Una de estas últimas es la que nos muestra Ingmar Bergman en El séptimo sello, la única película, que yo sepa, en la que se recogen las dos grandes aficiones de la parca. En la atmósfera lúgubre de un país devastado por la peste y en medio del peor fanatismo religioso, la jugadora de ajedrez par excéllence encuentra el ambiente propicio para desarrollar su tremenda partida con el caballero que ha perdido la guerra y la fe en las Cruzadas. De acuerdo con la mejor tradición, Bergman hace que, en el sorteo, corresponda a la muerte jugar con las negras. Pese a que en esta partida no hay escapatoria, como en ninguna de las que juega la formidable ajedrecista, el caballero, en un desesperado movimiento final, logra reconciliarse con la vida antes de ser vencido definitivamente.
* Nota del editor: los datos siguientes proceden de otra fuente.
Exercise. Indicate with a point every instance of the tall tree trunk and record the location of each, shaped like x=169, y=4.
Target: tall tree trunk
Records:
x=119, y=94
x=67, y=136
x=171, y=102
Y en la penúltima secuencia de la película, satisfecha tras su victoria en el juego, la parca da inicio a su majestuosa danza, esa que, dicen, a todos nos pone en nuestro lugar.
No recuerdo otra obra -tampoco literaria- que exponga tan claramente esas dos pasiones de la muerte. Pero, a este respecto, una vez fui testigo de una coincidencia perturbadora. Había visitado la iglesia de Hrastovlje, en Eslovenia, en la que precisamente se halla una de las danzas macabras más bellas de Europa. Su autor, el pintor de Istria Johannes de Castuo, había pintado a finales del siglo XV un ejemplo de aquellas magníficas biblia pauperum a través de las cuales se intentaba hacer llegar a los pobres y analfabetos los relatos bíblicos. Pese a la escasa iluminación se pueden contemplar en la iglesita eslovena unos admirables frescos en los que está representado el Génesis, la Anunciación, la Adoración de los Magos y la Pasión de Cristo. No obstante, el más sobresaliente de todos es una Danza Macabra en que la parca, sonriente -al borde de la carcajada casi- se multiplica para coger de la mano, en estricto orden, al Papa, a los reyes, a los obispos, a los nobles y a los pobres ciudadanos en general. Una gran obra de arte, con los motivos comunes a todos los bailes de la muerte diseminados por Europa. Lo único singular, y esa fue la coincidencia perturbadora, es que a la salida de la iglesia de Hrastovlje, sobre un bancal, aparentemente abandonado por alguien, había un tablero de ajedrez. El hallazgo me inquietó. Es verdad que no era rojinegro, ni había piezas de ningún tipo, pero la sola visión de aquel cuadrado de cuadrados, cerca del fresco que acababa de contemplar no me resultó tranquilizadora.
Durante días esa afición por el ajedrez y el baile de la parca me estuvo rondando por la cabeza. Por suerte, un par de semanas después me encontraba, como espectador, ante La Danza, la maravilla, pintada por Henri Matisse en 1910, ahora en el Ermitage. Y la furia vital de aquel baile logró que se disipara el recuerdo del otro. Al menos por algún tiempo.